Я ребенок жизни, что пролилась на меня терпким вином любви и ласки.
Я ребенок мечты, мечты о цветущем саде, залитом светом луны.
Но я твой свидетель.
И я закрываю глаза, чтобы восстановить твой образ на ощупь, как делают слепцы.
Потому что мне больно сейчас смотреть на тебя, состарившуюся и забытую.
Теперь ты играешь роль умирающей старухи.
Но ты хочешь, чтобы тебя запомнили молодой и полной сил.
Так как же мне снова полюбить тебя?
Озеро любви, в котором я привыкла жить, ушло в каменные щели, испарилось, скрылось.
И только мои мокрые пальцы прикасаются к твоему лицу.
Может быть, мне не задавать тебе этот вопрос,
а просто отдаться прикосновениям, легким, прерывистым?
Тело дано, чтобы быть проводником любви.
Если не встречаются руки и губы, не сталкиваются тела, разве любовь реальна?
Я тянусь к тебе сквозь кольца, сжимающие мою душу.
Я дотянусь до тебя, и сквозь опущенные веки пробьется свет.
Я тебе не судья, я тебе не дочь.
Я тебе свидетель.
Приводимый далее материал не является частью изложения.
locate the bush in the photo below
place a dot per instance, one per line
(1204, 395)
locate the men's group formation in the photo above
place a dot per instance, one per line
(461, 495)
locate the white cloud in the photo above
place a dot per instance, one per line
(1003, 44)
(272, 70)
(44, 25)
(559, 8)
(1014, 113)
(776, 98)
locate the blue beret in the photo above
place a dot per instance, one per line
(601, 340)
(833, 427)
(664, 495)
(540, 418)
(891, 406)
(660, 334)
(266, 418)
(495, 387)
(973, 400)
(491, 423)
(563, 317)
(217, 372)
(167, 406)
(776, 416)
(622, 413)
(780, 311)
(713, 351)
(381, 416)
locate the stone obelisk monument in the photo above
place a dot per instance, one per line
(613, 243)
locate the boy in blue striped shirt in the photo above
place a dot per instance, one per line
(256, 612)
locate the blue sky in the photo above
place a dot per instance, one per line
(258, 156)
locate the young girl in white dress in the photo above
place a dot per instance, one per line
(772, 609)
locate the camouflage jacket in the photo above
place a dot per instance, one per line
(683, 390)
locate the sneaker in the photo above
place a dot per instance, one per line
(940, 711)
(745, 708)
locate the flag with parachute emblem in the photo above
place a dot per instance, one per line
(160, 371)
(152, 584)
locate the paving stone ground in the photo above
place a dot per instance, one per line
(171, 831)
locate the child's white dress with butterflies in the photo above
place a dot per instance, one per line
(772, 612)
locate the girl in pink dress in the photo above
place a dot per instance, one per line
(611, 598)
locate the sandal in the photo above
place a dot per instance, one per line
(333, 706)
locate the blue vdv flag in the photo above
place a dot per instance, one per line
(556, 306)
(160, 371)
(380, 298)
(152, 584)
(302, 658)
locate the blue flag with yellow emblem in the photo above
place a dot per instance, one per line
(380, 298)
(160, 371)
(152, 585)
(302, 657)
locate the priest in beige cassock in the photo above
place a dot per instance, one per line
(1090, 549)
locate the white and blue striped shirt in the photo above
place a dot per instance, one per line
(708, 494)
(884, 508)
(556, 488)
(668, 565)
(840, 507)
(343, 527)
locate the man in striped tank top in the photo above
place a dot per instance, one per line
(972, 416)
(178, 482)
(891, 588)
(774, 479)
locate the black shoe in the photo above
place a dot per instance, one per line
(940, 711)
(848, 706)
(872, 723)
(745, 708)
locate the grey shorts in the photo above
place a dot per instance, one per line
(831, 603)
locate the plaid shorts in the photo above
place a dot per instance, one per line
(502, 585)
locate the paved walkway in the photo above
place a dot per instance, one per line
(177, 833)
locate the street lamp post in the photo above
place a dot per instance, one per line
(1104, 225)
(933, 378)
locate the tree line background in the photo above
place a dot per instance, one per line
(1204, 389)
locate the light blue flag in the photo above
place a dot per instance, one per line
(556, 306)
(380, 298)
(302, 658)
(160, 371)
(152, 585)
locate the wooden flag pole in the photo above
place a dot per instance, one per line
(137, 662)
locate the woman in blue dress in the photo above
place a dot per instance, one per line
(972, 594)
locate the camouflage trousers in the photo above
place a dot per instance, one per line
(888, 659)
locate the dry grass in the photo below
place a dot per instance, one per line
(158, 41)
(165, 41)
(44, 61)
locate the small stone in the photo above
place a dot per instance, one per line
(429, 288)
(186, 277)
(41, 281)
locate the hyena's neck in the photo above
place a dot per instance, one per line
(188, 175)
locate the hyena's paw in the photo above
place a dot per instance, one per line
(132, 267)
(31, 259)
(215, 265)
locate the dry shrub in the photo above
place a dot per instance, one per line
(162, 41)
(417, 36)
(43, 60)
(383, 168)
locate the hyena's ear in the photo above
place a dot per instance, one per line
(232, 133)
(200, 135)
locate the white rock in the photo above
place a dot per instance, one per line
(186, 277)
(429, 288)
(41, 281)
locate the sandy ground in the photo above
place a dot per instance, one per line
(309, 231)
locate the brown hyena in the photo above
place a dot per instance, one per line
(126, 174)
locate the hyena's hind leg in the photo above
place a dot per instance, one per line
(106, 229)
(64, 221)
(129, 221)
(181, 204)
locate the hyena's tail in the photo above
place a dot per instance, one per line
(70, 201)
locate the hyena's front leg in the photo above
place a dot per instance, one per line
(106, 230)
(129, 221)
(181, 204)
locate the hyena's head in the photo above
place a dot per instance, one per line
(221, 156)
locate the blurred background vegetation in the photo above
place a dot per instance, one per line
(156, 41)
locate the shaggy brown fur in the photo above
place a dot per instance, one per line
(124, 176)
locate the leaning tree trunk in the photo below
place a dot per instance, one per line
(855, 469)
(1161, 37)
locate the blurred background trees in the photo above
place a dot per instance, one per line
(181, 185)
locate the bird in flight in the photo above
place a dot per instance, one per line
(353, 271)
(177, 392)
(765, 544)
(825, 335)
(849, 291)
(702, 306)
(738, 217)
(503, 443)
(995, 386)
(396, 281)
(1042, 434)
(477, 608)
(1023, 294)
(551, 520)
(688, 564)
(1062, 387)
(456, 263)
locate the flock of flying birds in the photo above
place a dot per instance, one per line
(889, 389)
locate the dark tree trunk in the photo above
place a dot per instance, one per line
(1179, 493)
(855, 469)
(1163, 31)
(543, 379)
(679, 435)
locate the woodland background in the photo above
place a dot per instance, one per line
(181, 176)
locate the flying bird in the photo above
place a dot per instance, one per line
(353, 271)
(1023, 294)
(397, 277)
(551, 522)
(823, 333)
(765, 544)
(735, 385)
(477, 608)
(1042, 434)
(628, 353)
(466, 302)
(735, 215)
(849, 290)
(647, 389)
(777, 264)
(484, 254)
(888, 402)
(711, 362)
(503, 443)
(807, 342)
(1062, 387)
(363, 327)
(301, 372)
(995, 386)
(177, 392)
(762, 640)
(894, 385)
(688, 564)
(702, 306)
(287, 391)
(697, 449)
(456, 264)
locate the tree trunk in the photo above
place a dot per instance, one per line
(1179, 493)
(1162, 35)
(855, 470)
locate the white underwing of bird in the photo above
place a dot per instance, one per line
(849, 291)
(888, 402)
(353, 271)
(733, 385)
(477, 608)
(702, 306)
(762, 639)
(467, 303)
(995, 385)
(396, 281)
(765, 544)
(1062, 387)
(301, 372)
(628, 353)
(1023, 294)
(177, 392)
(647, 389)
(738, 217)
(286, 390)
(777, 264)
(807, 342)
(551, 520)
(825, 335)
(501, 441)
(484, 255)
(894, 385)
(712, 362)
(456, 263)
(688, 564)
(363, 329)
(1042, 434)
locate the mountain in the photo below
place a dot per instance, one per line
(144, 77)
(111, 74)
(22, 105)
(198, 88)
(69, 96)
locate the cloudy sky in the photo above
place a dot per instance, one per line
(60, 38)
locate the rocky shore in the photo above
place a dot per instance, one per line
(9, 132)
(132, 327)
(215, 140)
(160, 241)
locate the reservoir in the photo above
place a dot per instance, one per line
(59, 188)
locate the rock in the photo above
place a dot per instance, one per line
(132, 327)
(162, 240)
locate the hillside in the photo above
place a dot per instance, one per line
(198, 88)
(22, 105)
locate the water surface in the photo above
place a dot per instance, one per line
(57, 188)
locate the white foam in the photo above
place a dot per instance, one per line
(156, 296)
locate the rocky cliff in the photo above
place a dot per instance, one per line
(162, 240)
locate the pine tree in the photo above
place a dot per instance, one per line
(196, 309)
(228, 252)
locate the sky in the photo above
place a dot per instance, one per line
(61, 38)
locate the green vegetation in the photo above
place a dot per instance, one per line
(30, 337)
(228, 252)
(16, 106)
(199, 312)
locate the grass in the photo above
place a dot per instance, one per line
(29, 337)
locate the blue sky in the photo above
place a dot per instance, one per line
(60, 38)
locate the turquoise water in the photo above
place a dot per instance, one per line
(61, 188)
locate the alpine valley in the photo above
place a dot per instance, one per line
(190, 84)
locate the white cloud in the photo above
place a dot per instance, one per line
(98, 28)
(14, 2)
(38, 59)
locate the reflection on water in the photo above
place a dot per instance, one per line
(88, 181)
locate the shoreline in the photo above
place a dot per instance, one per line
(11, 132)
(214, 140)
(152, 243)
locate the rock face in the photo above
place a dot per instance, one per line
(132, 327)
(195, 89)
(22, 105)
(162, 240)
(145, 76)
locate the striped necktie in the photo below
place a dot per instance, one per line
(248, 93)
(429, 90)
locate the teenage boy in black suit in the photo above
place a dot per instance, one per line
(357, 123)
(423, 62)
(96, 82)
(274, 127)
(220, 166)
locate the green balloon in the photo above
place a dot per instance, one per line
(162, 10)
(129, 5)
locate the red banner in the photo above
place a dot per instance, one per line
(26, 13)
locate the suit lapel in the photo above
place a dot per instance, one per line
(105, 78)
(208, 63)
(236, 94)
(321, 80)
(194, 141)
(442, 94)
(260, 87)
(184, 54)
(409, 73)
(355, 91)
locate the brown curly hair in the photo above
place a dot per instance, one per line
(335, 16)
Свидетель с памятью. Свидетель с руками.
А значит, нет больше вопросов. Появятся ответы.
В троллейбусе
Ничего – ни спереди, ни сзади.
Прошлое – как старый диафильм,
Что-то там написано словами
Языка, что стал уже чужим.
Впереди огни на новогодних арках,
Неуместные в финале февраля,
И сейчас ни холодно, ни жарко,
И размокли строчки букваря,
Что-то там про родину и маму,
Про веселых птиц и хоровод.
На сегодня скучная программа:
Ничего опять произойдет.
Ничего – местоимение-утешенье,
Но математически ведь ноль —
Умножай и складывай движенье —
Не произойдет, хоть волком вой.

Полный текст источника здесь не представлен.